Şayet ilgili olduğumuz saha “ilim” veya “edebiyat” ise, üstelik bu ilgi bir “heves” olmanın ötesine geçmiş ve artık bir “ideal” veya “meslek” icâbı ilim ve edebiyatla ilgilenme vasfı kazanmışsa, diyebiliriz ki, mutlaka ve daima yazacaklar sınıfından olacağız artık biz. Bir diğer ifadeyle, şu veya bu tarzda yahud miktarda, ancak “bir ömür” yazacaklar sınıfından.
Tabiî bir de, “müebbed yazarlığa mahkûm” ilim ve edebiyat sınıfından ayrı olarak, yalnızca “sınırlı bir dönem” yazacak veya yazabilecek olanlarımız sözkonusudur ki, asıl çoğunluğu da bunlar oluşturur. “Yazmasa da olur” denilebilecek, yâni daimî yazarlık borcundan azâde olması mümkün olabilecek bu çoğunluğa biraz daha yakından bakmaya çalışalım.

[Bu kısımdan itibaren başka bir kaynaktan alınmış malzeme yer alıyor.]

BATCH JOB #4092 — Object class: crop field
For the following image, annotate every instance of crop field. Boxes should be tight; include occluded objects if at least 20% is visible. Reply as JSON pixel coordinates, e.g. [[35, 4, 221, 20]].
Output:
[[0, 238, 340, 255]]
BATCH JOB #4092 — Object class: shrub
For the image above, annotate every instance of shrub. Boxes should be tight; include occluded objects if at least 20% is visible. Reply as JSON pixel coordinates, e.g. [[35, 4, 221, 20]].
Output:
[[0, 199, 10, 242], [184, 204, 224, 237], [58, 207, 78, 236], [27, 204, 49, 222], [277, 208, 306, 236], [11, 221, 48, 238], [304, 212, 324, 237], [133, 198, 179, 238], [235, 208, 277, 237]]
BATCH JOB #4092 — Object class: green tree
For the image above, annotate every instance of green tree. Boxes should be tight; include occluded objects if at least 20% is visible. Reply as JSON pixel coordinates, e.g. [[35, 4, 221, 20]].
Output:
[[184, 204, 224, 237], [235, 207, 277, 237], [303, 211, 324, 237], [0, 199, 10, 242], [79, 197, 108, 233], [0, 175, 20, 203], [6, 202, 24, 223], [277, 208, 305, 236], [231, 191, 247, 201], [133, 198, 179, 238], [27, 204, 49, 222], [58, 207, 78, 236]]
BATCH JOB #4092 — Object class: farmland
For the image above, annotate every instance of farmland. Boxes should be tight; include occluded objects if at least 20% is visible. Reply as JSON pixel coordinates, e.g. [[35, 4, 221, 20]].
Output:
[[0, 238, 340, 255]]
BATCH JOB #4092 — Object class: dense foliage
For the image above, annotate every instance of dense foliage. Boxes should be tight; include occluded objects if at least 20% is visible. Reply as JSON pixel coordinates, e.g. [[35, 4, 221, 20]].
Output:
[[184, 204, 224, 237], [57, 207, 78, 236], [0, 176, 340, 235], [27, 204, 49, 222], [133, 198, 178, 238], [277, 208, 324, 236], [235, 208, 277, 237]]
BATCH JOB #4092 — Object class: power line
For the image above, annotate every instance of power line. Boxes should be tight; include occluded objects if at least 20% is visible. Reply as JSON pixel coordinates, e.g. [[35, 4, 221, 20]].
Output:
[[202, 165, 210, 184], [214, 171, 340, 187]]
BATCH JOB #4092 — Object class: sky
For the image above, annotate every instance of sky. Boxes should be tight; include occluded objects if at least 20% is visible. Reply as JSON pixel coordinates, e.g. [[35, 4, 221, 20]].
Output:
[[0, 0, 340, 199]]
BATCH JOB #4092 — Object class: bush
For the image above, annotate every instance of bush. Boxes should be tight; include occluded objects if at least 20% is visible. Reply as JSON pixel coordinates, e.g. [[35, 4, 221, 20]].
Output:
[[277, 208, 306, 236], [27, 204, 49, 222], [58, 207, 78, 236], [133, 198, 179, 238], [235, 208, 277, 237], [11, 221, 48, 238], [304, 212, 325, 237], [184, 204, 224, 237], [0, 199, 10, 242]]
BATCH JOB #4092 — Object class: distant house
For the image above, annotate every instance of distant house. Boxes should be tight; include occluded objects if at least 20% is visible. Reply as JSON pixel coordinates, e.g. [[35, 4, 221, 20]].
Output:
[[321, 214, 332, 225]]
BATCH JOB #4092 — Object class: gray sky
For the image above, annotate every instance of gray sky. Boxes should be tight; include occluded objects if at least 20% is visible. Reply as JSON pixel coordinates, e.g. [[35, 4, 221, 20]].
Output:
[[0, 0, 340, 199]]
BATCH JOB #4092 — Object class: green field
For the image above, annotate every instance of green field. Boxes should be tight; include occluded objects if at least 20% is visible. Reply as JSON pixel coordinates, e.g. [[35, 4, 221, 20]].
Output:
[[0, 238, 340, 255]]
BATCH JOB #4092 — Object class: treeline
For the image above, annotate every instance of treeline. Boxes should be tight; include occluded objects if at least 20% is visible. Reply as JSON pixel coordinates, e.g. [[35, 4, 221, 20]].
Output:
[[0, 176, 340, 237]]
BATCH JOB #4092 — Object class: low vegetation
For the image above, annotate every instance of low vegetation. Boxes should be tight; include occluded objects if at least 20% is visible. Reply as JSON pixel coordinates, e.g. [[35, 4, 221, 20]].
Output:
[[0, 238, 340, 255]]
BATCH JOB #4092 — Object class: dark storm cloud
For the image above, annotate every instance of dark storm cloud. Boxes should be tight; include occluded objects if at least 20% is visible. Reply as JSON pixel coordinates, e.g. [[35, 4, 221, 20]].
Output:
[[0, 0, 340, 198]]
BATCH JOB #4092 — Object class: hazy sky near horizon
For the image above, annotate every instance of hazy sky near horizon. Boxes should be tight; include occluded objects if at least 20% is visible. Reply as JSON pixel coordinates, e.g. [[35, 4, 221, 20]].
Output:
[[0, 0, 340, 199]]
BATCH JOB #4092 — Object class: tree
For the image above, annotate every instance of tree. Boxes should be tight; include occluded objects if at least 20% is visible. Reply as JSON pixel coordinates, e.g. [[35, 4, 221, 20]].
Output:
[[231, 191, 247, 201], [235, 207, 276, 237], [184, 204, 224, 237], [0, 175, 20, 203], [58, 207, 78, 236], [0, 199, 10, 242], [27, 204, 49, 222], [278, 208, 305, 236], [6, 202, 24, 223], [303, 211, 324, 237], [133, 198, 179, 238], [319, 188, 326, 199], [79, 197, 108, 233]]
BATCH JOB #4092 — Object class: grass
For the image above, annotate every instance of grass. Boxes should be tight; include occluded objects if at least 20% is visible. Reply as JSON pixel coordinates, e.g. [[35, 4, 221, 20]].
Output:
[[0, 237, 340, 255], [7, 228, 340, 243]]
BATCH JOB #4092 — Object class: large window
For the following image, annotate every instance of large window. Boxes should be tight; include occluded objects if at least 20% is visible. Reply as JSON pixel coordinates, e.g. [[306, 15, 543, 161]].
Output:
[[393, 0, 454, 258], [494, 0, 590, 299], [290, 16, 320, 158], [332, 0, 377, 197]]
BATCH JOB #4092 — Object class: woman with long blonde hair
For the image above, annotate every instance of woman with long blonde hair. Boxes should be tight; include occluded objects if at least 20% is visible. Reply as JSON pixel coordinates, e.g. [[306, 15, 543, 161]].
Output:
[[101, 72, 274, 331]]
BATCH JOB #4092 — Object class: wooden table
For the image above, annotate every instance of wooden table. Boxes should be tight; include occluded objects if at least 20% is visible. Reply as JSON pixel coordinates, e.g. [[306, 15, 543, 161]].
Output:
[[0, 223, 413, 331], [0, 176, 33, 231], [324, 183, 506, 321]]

Öncelikle, “muhtevâ” olarak yazıdan yazıya fark olduğu gibi, “yazma sebebleri” de kendi arasında nitelik, şiddet, müddet ve kıymet farkı belirtir. “Belli bir müddet” yazacak veya yazabilecek olanlar da bu bakımdan değişik özellikler arzederler. Çok zengin bir çeşitliliğin sözkonusu olduğu mezkûr topluluğu “vasat” ve “seçkin” örnekler tarzında kabaca iki kısımda misâllendirebiliriz:
“Vasat” örnekler… Her öğrenci, istese de istemese de yazmak zorundadır meselâ. Öğrencilik hayatı bittiğinde, isterse yazmayabileceği anlamına da gelebilir elbette bu… Mesleği sekreterlik olan kişinin basit notlar almak tarzında bile olsa mutlaka yazmakla mükellef olması gibi, kimileri de meslek icabı ve o meslekte olduğu sürece yazacaktır. Şu hâlde, mesleği yazmayı gerektirmeyen başka sayısız kişinin muhtemelen eline kalem bile almayabileceğini tahmin etmek zor değildir… Ayrıca, nefsî bir sevk dolayısıyla içinden yazma isteği gelen ve yazan kişiler de olacaktır. Bu kişiler, o psikolojik durum içinde bulundukları müddetçe yazacak, sözkonusu durumdan çıktıklarında ise, “mezun” öğrencilere benzer şekilde, belki ellerine kalem bile almayabileceklerdir.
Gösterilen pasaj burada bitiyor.